Image Embedding via OpenAI CLIP
Image embedding using OpenAI CLIP will be added alongside the current natural language descriptions generated by Gemini Pro Vision.
Since the project integrates multiple APIs, all new components will be thoroughly tested to ensure stability before release.
This update is scheduled for an upcoming version.
Full local pipeline support (no API key needed)

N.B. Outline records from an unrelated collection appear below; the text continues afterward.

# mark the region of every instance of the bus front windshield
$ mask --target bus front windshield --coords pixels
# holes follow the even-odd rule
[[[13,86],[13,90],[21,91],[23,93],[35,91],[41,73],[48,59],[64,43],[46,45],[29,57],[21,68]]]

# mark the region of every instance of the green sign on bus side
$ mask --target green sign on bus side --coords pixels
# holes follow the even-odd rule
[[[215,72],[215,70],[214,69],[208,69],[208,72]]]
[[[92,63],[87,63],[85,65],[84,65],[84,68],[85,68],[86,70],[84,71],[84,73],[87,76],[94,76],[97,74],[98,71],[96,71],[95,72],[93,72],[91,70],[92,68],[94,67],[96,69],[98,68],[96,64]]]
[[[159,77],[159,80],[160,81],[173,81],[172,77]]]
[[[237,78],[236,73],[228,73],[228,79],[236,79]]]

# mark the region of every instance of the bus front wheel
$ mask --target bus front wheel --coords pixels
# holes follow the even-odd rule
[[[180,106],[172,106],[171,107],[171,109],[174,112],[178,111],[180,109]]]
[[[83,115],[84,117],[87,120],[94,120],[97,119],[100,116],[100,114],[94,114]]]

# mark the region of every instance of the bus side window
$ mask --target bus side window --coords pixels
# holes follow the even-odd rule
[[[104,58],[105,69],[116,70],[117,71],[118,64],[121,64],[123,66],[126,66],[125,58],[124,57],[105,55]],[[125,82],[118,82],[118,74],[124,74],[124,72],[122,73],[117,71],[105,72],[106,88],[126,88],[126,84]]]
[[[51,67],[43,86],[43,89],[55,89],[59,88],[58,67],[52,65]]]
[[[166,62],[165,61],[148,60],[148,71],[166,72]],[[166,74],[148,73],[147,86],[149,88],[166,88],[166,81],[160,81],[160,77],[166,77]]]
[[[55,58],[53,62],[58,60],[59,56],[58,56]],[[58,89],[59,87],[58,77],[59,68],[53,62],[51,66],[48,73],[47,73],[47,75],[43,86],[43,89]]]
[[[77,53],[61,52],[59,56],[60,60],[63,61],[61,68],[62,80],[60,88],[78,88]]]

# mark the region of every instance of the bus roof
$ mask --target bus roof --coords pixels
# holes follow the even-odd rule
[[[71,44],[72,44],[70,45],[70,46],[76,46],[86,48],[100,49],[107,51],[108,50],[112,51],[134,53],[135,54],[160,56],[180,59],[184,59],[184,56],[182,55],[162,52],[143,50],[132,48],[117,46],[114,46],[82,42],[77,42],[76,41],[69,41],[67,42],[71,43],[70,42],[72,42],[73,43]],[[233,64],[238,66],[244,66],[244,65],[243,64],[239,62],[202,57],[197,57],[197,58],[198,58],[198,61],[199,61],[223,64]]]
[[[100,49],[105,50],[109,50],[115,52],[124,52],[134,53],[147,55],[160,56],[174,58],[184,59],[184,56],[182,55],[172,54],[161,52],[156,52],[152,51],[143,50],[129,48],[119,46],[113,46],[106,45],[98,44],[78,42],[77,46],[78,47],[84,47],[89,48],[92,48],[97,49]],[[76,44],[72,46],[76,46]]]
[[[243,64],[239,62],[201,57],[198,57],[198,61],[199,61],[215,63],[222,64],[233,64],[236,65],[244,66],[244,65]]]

Currently, some components (e.g. OpenAI, MathPix) rely on external APIs. The final goal is to replace all of them with local alternatives. Planned replacements include:
• Tesseract or TrOCR for general OCR
• Pix2Struct, Donut, or DocTR for document layout analysis
• CLIP or similar models for image-text semantic alignment
• LLaMA, Gemma, Mistral, Phi, etc. for reasoning and QA
Prompt injection prevention & hallucination mitigation
To reduce risks from prompt injection and hallucinations common in LLMs, the system will adopt structured improvements:
• Input/output validation with JSON Schema or Pydantic
• Isolated inference per module and context separation
• Fact-checking pass to detect and filter hallucinated output
• Structural prompt design separating instruction from data
• Offline-friendly deployment
A fully self-contained version with all models and dependencies bundled will be released, allowing secure use in air-gapped or sensitive environments.